On 2023-07-04 11:21, Masaru Nomiya wrote:
Hello,
In the Message;
Subject : [oS-en] Finding duplicates in email Message-ID : <f7e5e28d-3a25-1ed0-0f62-9c6b5246a9ec@telefonica.net> Date & Time: Tue, 4 Jul 2023 10:35:00 +0200 (CEST)
[CER] == "Carlos E. R." <robin.listas@telefonica.net> has written:
CER> I have a large mail folder, with 20000 mails, of which probably CER> thousands are duplicates. I can see them with my eyes.
Yah, duplicate e-mails are so depressing.
In my case, with the .procmailrc setup, there are no duplicate emails at all.

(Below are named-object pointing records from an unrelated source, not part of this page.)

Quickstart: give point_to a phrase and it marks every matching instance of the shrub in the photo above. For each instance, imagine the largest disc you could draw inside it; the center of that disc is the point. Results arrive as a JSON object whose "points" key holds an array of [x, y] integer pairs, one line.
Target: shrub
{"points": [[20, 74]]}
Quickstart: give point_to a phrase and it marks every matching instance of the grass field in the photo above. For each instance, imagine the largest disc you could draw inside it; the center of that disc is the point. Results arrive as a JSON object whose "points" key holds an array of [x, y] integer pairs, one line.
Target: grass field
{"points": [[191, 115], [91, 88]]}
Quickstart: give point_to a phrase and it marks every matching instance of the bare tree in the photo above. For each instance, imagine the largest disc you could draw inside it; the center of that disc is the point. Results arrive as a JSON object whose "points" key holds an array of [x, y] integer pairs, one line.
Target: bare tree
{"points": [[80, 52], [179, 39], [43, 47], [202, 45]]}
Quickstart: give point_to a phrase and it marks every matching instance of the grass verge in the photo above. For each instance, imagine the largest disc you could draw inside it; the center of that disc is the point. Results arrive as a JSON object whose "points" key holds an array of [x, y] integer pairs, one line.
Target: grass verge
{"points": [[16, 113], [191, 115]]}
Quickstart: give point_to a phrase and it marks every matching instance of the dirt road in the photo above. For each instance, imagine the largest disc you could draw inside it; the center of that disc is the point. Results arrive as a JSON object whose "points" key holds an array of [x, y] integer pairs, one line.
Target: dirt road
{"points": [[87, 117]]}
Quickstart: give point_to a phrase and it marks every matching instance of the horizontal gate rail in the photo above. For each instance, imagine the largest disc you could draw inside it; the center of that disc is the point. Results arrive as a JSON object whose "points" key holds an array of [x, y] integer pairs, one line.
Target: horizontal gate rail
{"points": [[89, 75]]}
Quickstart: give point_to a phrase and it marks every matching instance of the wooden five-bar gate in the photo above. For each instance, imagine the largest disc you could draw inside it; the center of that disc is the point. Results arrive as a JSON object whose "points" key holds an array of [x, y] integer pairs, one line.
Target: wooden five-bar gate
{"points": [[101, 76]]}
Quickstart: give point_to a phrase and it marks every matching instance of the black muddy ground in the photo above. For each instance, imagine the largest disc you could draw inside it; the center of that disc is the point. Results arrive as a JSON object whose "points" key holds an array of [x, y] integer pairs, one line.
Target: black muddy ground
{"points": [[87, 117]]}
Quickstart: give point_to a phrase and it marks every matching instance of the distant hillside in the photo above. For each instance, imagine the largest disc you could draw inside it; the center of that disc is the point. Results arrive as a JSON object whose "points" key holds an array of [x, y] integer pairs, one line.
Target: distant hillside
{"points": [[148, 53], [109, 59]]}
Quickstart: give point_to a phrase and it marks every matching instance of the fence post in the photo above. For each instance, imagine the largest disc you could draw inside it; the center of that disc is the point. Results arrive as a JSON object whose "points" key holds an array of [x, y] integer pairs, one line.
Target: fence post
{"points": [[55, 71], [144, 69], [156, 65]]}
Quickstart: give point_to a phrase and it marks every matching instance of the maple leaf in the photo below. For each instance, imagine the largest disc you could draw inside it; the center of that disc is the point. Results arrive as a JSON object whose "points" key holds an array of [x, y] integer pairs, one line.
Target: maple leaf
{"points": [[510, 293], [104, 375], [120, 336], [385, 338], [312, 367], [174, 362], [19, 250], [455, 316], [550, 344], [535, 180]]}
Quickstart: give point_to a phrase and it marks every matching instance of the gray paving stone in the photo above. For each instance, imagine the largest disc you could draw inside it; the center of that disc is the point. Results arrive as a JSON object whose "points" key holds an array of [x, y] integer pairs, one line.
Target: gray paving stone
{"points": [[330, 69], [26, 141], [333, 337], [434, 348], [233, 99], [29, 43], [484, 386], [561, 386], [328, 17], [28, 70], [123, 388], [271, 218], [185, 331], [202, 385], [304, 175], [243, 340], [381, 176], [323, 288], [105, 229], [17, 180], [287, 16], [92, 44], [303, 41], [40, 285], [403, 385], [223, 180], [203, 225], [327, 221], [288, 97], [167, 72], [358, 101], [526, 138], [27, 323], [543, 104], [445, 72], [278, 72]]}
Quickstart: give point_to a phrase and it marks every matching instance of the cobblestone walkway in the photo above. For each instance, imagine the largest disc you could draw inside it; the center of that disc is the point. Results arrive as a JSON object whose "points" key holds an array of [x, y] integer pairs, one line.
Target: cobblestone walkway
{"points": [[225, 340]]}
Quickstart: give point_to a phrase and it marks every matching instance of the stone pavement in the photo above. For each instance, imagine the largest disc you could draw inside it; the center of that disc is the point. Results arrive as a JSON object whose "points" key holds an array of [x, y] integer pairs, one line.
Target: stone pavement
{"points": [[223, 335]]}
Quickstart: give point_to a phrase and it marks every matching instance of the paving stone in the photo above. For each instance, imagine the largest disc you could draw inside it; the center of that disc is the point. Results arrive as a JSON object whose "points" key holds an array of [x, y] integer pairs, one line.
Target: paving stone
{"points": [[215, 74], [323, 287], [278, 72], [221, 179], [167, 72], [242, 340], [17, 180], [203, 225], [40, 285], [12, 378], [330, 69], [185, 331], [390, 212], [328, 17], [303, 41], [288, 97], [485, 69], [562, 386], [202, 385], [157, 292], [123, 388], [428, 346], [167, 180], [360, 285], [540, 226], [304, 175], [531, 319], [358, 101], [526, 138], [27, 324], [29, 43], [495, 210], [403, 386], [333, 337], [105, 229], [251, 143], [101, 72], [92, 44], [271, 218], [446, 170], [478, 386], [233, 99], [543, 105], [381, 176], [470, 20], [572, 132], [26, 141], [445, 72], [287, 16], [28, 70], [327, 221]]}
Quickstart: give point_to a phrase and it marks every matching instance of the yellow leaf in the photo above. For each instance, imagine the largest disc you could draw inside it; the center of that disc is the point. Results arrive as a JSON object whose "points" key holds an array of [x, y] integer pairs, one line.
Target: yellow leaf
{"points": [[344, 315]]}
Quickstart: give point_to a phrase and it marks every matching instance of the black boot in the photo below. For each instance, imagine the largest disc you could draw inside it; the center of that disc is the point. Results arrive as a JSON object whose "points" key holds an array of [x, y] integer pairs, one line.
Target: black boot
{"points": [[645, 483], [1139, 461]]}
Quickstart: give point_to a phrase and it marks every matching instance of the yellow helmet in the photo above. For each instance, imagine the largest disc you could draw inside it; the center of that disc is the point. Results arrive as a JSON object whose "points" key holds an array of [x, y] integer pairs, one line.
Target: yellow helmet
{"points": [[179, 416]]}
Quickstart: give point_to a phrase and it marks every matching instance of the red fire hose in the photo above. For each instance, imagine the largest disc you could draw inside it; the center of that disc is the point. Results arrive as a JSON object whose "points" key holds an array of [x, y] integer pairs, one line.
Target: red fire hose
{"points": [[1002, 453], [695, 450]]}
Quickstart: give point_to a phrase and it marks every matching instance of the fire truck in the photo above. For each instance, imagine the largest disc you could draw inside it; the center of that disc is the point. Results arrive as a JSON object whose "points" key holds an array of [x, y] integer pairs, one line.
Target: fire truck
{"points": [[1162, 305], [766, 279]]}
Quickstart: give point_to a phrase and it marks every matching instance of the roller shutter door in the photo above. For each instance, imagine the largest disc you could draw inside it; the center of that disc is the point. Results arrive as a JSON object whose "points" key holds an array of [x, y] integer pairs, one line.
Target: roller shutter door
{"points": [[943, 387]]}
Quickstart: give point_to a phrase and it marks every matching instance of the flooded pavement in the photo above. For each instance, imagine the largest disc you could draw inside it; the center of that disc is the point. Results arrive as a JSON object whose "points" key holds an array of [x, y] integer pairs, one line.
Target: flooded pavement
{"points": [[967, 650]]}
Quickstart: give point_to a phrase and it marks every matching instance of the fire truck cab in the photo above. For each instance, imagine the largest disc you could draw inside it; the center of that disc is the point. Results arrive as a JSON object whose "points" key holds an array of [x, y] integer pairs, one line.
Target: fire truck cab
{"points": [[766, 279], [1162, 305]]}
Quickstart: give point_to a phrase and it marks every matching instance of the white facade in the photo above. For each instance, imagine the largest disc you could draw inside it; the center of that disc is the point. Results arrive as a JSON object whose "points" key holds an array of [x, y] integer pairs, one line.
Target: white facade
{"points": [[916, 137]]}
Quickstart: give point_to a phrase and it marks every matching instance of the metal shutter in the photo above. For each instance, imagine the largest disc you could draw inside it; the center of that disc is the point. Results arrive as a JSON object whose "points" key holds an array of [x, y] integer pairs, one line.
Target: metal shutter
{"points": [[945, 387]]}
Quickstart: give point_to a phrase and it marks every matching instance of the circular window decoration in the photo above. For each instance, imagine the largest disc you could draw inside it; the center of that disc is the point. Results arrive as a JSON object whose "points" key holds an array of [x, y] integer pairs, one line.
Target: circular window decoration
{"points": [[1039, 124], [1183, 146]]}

I was merging mail from the laptop with the desktop machine, and as my sync process would not work for many moons, when I decided to repair that there was a backlog of thousands of mails. I happen to have very complex procmail recipes. The result were duplicates.
CER> I have a thunderbird extension to find duplicates. "Remove CER> Duplicate Messages" by Eyal CER> Rozenberg. https://github.com/eyalroz/removedupes/
CER> But it claims there are no duplicates.
CER> I have read the FAQ. Subsequently, I saved to file a message and CER> its duplicate, to do a compare, and yes, there is a difference: [...] CER> The reason of that difference, is that each copy comes from a CER> different run of my sorting script, the spam filter "thought CER> differently".
CER> (note to myself: disable spam filtering in that script)
Duplicate mails should be determined by the unique Message-ID for each mail.
Not exclusively. For example, when people reply both to the list and to the person, you get two copies of the same mail, slightly different. Same message-id, different received headers, possibly a different footer and reply to. My procmail recipe moves one of those to a different folder for direct duped replies.
CER> Do you know some other tool to find and remove duplicates from a CER> mail folder, CER> where I can tell it to ignore some header?
CER> ("Delete" means moving to trash folder)
Is there no function in Thunderbird to determine duplicate messages by Message-ID?
It is an addon, and it considers several other criteria: x Author x Recipients ('To') x CC List Status Flags x Message ID Number of lines in message x Send time x Size (headers & Body) x Subject Folder x Body Time comparison resolution [seconds] -- Cheers / Saludos, Carlos E. R. (from 15.4 x86_64 at Telcontar)